Apr 06, 2017 - Sale 2442

Sale 2442 - Lot 81

Price Realized: $ 13,750
?Final Price Realized includes Buyer’s Premium added to Hammer Price
Estimate: $ 7,000 - $ 10,000
BEULAH WOODARD (1895 - 1955)
Mask.

Hammered and welded sheet metal with a cooper patina, on a wooden support, circa 1935. 508x305 mm; 20x12 inches. Incised signature on verso of wooden support.

Provenance: acquired directly from the artist; Miriam Matthews, Los Angeles; thence by descent to the current owner.

Exhibited: Los Angeles County Museum, Los Angeles, 1935; GSM's Negro Art Collection, Golden State Mutual Life Insurance Company, Los Angeles, circa 1966. This sculpture was illustrated in a company publication with highlights both from the collection and loaned works from private collections.
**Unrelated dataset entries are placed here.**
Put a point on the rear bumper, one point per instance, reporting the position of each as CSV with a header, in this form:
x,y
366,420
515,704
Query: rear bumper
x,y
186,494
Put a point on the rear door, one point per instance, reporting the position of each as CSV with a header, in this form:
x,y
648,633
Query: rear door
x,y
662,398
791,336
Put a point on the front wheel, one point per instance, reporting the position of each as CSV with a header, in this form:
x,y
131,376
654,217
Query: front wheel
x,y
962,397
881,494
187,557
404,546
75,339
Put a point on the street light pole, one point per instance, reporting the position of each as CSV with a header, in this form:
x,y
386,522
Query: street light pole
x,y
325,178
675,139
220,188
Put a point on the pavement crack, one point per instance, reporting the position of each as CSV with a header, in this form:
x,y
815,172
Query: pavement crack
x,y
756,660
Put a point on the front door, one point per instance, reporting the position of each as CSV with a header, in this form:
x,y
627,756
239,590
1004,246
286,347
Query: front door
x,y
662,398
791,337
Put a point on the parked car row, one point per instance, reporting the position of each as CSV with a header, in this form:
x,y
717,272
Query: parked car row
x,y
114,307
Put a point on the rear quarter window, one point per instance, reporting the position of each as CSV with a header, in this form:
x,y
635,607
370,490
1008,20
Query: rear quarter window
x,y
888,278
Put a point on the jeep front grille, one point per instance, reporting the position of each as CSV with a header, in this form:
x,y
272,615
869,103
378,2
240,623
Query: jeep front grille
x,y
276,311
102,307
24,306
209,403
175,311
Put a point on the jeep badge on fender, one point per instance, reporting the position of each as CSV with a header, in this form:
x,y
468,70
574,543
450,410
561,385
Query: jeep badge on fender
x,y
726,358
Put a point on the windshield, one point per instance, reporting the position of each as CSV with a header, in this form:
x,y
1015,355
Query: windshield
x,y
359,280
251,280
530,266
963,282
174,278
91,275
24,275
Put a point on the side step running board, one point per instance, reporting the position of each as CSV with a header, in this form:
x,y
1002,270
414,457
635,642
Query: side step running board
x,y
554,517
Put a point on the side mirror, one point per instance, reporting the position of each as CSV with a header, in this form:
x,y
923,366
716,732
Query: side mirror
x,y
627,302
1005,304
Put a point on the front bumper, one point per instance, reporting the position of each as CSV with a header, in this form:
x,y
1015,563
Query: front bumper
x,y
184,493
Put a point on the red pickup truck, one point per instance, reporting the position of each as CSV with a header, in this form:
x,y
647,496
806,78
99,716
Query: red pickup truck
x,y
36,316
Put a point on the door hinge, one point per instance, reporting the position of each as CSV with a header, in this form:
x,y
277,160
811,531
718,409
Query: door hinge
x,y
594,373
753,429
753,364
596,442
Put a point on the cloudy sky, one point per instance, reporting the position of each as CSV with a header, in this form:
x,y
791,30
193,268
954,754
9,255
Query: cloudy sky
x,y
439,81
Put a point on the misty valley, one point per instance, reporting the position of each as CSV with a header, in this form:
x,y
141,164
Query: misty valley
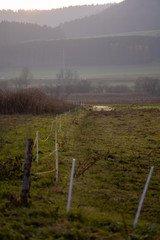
x,y
80,84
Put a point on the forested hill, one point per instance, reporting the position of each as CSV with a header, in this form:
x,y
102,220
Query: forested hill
x,y
127,16
52,17
13,32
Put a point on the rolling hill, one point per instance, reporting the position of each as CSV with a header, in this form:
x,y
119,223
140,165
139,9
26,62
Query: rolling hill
x,y
127,16
13,32
53,17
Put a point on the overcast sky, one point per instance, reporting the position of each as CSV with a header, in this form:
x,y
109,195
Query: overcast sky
x,y
48,4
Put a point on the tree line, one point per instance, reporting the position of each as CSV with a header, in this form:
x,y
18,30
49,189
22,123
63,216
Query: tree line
x,y
100,51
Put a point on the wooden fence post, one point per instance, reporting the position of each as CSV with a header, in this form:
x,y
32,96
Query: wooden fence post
x,y
27,171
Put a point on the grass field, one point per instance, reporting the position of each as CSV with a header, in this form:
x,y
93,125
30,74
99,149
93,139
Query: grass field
x,y
114,151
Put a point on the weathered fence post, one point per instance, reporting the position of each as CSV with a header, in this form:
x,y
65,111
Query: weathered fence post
x,y
37,146
70,186
27,171
57,163
142,197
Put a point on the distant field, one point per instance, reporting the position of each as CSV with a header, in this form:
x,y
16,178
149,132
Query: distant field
x,y
116,73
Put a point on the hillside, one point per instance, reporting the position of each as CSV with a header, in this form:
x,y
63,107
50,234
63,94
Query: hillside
x,y
127,16
52,17
13,32
100,51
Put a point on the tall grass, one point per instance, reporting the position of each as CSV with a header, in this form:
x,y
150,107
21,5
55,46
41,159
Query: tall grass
x,y
30,101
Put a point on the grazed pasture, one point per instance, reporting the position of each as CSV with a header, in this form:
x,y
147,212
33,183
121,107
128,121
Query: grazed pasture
x,y
114,151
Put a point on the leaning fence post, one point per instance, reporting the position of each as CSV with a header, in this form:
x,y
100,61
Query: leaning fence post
x,y
70,187
37,145
57,163
27,171
56,131
142,197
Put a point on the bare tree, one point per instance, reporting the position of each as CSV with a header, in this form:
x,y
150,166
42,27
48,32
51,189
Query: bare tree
x,y
147,84
24,79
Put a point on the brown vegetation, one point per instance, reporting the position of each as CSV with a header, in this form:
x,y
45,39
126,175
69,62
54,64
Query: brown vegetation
x,y
30,101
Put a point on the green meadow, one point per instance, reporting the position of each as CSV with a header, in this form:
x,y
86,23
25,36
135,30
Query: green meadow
x,y
114,151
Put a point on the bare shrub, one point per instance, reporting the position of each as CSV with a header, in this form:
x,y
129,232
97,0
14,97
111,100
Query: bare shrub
x,y
30,101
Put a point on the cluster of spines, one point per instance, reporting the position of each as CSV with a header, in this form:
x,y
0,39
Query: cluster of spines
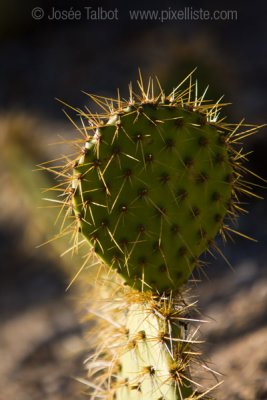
x,y
159,352
113,109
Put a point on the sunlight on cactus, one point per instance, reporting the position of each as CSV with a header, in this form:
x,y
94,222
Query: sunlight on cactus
x,y
150,184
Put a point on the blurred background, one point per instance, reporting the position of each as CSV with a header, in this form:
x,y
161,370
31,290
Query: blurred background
x,y
42,58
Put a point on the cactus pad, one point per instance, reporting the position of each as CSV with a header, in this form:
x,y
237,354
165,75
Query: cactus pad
x,y
152,188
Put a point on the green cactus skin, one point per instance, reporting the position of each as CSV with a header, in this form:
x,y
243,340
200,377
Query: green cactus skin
x,y
144,347
152,189
155,179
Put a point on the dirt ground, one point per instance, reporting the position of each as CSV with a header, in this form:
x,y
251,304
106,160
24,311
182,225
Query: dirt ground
x,y
42,346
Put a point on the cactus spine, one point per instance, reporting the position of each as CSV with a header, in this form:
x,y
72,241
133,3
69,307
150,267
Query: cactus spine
x,y
155,180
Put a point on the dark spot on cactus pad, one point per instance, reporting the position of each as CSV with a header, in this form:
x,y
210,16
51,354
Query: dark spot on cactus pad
x,y
217,217
203,141
123,208
216,196
138,137
228,178
142,192
175,229
160,210
96,163
142,260
149,158
179,122
163,268
182,194
221,139
201,178
128,173
141,228
164,178
188,161
124,242
219,158
116,150
195,211
169,143
202,120
182,251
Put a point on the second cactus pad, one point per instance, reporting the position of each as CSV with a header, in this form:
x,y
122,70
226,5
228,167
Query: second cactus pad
x,y
152,188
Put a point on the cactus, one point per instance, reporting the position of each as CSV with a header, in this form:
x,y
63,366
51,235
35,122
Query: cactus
x,y
155,180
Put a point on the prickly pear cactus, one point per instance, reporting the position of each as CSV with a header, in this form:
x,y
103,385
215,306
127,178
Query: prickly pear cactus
x,y
155,180
153,186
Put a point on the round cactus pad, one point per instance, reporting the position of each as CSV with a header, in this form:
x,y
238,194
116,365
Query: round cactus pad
x,y
151,191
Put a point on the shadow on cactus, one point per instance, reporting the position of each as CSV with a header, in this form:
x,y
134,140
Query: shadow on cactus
x,y
155,179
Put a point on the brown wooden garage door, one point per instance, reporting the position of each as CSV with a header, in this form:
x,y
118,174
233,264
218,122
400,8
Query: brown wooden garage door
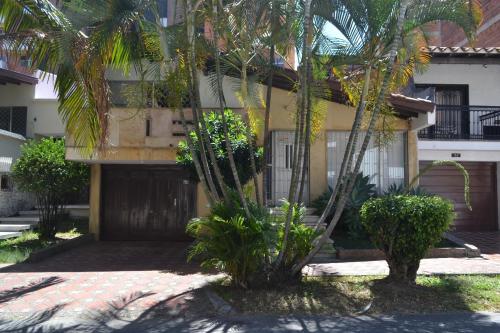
x,y
448,182
146,202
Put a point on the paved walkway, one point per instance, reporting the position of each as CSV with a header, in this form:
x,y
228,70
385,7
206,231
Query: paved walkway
x,y
427,266
136,276
435,323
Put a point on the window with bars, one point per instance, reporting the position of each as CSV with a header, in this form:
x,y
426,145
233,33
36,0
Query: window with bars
x,y
385,164
14,119
5,183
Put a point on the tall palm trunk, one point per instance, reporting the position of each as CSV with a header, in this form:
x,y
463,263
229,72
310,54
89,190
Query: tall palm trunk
x,y
229,149
244,97
267,117
308,104
350,148
194,94
189,141
299,138
196,162
376,110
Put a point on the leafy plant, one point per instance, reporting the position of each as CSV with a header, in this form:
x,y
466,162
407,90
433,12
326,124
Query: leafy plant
x,y
399,189
405,227
43,170
239,143
301,237
350,220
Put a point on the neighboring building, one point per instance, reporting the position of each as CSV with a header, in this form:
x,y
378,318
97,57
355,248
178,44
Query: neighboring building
x,y
466,84
138,193
488,34
28,109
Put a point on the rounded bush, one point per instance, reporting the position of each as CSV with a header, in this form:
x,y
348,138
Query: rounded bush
x,y
405,227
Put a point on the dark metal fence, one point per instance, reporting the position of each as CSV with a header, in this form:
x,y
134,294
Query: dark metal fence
x,y
464,123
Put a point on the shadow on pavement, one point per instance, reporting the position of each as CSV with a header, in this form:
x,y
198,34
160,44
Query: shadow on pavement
x,y
169,257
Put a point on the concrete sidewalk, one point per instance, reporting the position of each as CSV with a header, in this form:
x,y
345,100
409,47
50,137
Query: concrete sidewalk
x,y
427,266
435,323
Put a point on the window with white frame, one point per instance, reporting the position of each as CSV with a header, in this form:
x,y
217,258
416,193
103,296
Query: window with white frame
x,y
385,164
5,182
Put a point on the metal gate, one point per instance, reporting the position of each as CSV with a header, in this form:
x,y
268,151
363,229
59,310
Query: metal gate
x,y
282,160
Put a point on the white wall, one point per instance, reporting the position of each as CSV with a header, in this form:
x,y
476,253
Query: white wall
x,y
483,80
41,101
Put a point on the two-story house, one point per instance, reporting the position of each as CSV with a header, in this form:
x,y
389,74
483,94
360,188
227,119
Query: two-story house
x,y
28,109
466,88
138,193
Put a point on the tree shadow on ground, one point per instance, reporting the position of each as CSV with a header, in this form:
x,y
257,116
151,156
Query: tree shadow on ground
x,y
168,257
34,323
191,312
8,295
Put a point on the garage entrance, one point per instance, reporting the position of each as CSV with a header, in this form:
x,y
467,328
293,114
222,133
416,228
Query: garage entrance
x,y
146,203
448,182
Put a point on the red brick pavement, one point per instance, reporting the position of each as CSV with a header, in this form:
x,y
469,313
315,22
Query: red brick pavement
x,y
487,242
143,274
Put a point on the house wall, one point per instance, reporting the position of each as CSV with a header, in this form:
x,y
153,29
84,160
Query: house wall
x,y
128,142
42,120
12,200
41,101
482,80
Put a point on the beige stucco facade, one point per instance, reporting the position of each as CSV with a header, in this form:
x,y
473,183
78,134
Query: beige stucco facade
x,y
128,143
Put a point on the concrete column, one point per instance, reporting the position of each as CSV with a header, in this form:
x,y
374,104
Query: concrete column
x,y
95,200
412,155
318,172
498,195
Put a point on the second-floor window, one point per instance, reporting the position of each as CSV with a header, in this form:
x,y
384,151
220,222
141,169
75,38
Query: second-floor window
x,y
13,119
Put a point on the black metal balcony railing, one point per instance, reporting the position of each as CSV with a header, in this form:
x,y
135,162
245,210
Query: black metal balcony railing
x,y
464,123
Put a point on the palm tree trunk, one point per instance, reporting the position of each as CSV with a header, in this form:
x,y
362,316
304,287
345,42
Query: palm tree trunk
x,y
229,149
380,99
244,97
299,138
350,149
189,141
196,162
269,93
194,97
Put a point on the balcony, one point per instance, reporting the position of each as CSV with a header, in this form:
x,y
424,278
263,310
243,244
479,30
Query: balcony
x,y
464,123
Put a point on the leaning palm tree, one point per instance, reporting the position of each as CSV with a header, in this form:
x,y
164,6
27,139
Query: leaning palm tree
x,y
78,48
380,28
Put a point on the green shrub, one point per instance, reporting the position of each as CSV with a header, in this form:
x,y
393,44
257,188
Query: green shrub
x,y
246,249
44,171
349,220
405,227
399,189
300,238
239,143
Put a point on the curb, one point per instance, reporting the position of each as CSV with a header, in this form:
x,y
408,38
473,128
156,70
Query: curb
x,y
471,251
221,306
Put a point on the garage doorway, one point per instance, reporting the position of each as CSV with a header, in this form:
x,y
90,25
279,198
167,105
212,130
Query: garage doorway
x,y
448,182
146,203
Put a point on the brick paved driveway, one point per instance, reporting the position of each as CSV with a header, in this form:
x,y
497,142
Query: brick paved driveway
x,y
136,275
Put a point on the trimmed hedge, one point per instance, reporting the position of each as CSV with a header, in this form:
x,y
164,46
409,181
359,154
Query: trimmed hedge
x,y
405,227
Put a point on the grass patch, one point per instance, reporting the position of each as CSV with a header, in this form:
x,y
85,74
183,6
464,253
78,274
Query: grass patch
x,y
345,241
351,295
16,250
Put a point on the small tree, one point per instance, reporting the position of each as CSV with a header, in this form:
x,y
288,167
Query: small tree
x,y
405,227
43,170
239,143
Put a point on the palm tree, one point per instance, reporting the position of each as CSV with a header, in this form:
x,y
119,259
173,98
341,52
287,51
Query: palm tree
x,y
379,27
106,33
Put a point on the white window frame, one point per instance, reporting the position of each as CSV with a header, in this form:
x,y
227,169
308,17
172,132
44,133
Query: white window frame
x,y
391,167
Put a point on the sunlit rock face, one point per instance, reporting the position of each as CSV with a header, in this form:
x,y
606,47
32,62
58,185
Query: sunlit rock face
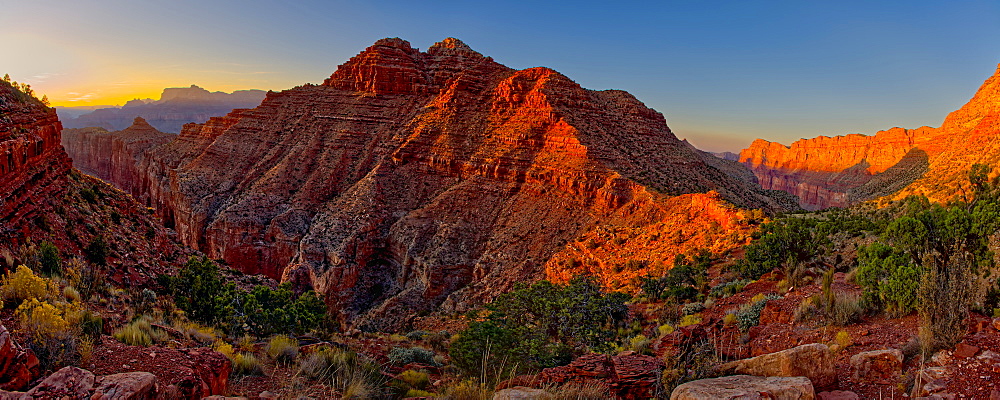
x,y
413,180
33,164
843,170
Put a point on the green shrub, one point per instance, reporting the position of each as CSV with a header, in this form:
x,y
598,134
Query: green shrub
x,y
134,334
729,288
417,335
539,326
415,379
692,308
49,260
282,349
201,292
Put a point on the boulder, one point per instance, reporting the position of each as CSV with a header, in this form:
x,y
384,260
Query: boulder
x,y
964,350
746,387
69,382
519,393
879,366
838,395
17,367
126,386
813,361
628,375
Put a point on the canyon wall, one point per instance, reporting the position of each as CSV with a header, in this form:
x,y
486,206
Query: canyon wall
x,y
33,164
42,198
176,107
412,180
113,156
844,170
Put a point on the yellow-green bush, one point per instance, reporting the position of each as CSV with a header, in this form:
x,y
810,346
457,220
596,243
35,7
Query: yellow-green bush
x,y
45,320
468,390
23,284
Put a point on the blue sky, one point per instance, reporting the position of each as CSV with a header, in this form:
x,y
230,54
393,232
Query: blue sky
x,y
723,72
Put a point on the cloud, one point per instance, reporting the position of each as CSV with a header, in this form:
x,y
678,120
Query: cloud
x,y
44,77
80,97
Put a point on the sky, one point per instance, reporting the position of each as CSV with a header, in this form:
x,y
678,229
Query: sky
x,y
722,72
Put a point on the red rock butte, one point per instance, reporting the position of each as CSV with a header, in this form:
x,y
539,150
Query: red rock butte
x,y
844,170
411,181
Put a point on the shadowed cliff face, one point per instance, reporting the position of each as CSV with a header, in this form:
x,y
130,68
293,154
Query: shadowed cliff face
x,y
843,170
43,199
411,180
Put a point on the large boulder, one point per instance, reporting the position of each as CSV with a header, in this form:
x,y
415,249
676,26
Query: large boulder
x,y
520,393
626,376
746,387
879,366
17,367
66,383
813,361
126,386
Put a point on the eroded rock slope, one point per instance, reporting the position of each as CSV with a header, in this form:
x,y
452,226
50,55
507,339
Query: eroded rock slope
x,y
410,180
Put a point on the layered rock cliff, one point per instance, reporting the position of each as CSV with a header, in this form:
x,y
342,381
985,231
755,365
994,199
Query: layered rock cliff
x,y
33,164
411,179
844,170
176,107
43,198
113,156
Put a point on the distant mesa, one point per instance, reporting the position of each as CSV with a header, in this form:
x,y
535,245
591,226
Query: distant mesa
x,y
844,170
176,107
413,181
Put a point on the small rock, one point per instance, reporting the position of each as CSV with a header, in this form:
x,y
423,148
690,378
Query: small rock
x,y
942,357
125,386
745,387
965,350
73,382
881,366
519,393
813,361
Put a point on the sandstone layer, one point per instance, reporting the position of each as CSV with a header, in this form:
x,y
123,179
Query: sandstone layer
x,y
43,198
844,170
412,179
113,156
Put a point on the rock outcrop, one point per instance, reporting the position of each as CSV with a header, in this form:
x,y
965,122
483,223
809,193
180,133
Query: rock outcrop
x,y
18,366
412,179
844,170
176,107
624,376
43,198
813,361
113,156
745,387
882,366
33,164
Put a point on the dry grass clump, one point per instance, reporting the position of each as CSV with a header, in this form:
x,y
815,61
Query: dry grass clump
x,y
282,349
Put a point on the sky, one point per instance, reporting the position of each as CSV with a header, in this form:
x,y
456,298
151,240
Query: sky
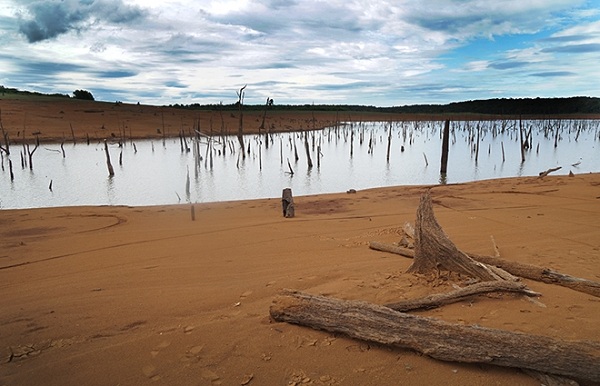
x,y
380,53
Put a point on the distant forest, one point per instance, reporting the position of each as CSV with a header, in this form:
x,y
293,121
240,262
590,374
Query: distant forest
x,y
503,106
500,106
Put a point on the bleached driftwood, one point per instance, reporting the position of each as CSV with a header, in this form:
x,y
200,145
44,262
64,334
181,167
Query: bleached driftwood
x,y
434,251
551,170
439,339
437,300
523,270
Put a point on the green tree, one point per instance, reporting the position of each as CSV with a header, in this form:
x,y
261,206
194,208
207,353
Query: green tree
x,y
83,94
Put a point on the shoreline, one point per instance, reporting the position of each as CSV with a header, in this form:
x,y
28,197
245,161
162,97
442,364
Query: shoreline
x,y
58,120
129,295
This African ceremonial mask was first exhibited in Beulah Woodard's important solo exhibition at the Los Angeles County Museum in 1935, its first solo exhibition for an African-American artist. Lisa Farrington describes how the eight week exhibtion of Woodard's series of masks attracted attention of both local and national newspapers when the story was picked up by the Associated Press, and helped launch her career. Beulah Woodard faithfully recorded African styles of dress and decoration in both her busts and masks from her own research. In 1937, she founded the Los Angeles Negro Art Association, and throughout her career, supported efforts "to educate African Americans to take pride in their African heritage." Farrington pp. 95-96.